Monday, August 28, 2017

The beginnings of thoughts

-The post-decency presidency. He's not just unconcerned with niceties on some liberal-arts-seminar level. It's this elaborate performance of, how would a person act if totally OK with being awful? And the answer is, unsurprisingly, not great. 

Because oh. my. goodness. Say what you will about virtue-signaling. Roll your eyes, if you feel like, when acquaintances with no personal relationship to a tragedy, no news or help to share, post about how they find it sad. But if your job is president of a country, then even if your mind is on which flavor of potato chips to next eat, you really do have to at least pretend to care. Ideally you would care, but given who the president is, that's exceedingly hard to picture happening.

All I can think is, Trump won on a platform of opposing political correctness broadly defined - not just of-the-moment hypersensitivity and progressive Tumblr excesses. Not just baseline, mainstream-etiquette rejection of overt racism and sexism. No, it goes further. It's about rejecting whatever check most of us but especially politicians are meant to have on selfish and tone-deaf impulses.

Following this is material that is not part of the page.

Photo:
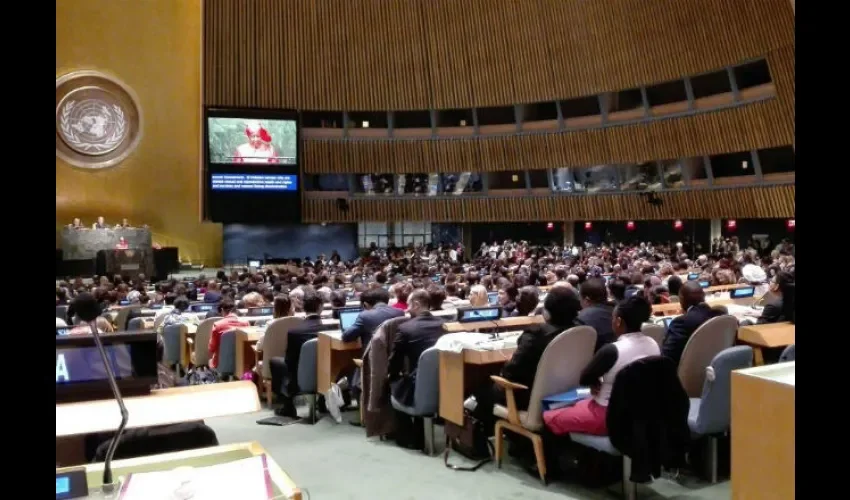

Which, look, if his thing were that he said what popped into his head, had no concern for niceties, but had good policies, and diverted the energy that might have gone to platitudes and PR towards improving things, then... fine? But no, this is not what he was doing. This was never what he was going to do. He's dispensed with niceties and put, in their place, awfulness.

-The White Lady, post-post-election. (Chapter 4 is on this but I wrote it - like the rest of the book - pre-election.) Anne Helen Petersen's essay and much of the Taylor Swift continues to exist content. Also: Chelsea Clinton continues to exist content. Louise Linton's #designerboasting, Paris Hilton's canine McMansion. The lady who opened a fancy-Toronto-neighborhood-named but also appropriative bar in Brooklyn. Marie Antoinette.

As always, there's the question of, how much of ugh-white-ladies is anti-racism and/or anti-oligarchy, and how much a form of ugh-women-in-general but with a progressive-seeming veneer? It would seem to be a case where speaker identity matters. When a white man - I don't care how sure he is that he's speaking As An Ally - declares white women the worst, particularly a straight white man who likely has a romantic history (real or desired) in which white women play a substantial role, I have to wonder. Whereas when a woman of color - especially, in the US context at least, a black woman - makes what are in principle the same points, I'm ten trillion times more likely to think there's something there.

But this still leaves the question of whether it's on the whole a positive development that Bourgeois White Lady Awfulness has become such a thing in the culture. How much is it a necessary corrective to the idea (an idea someone may in fact hold, maybe?) that the real racism or classism is sexism, i.e. that rich white women of the Louise Linton persuasion are, because women, just as oppressed as, say, trans women of color? And how much is it just a new way of sparing rich white men - that is, the people with the most power, but oh, not the most luxurious privilege, just, you know... power - their comeuppance?

-Sam Sifton or maybe the NYT on behalf of him crowdsourcing female authors. A response tweet that one got - and that I'm now not finding - with someone's spreadsheet listing books they'd read, with the authors' gender and race also noted. The necessity of feeling allowed to like what you like (and of having some space where you consume whatever you consume, without an audience), but also the advantages of being... thoughtful? intentional? when, as a critic, you're deciding what to promote. Which is a different thing. And which is what a summer reading list in a big newspaper consists of. The whole thing didn't begin with online activists digging up a Goodreads account.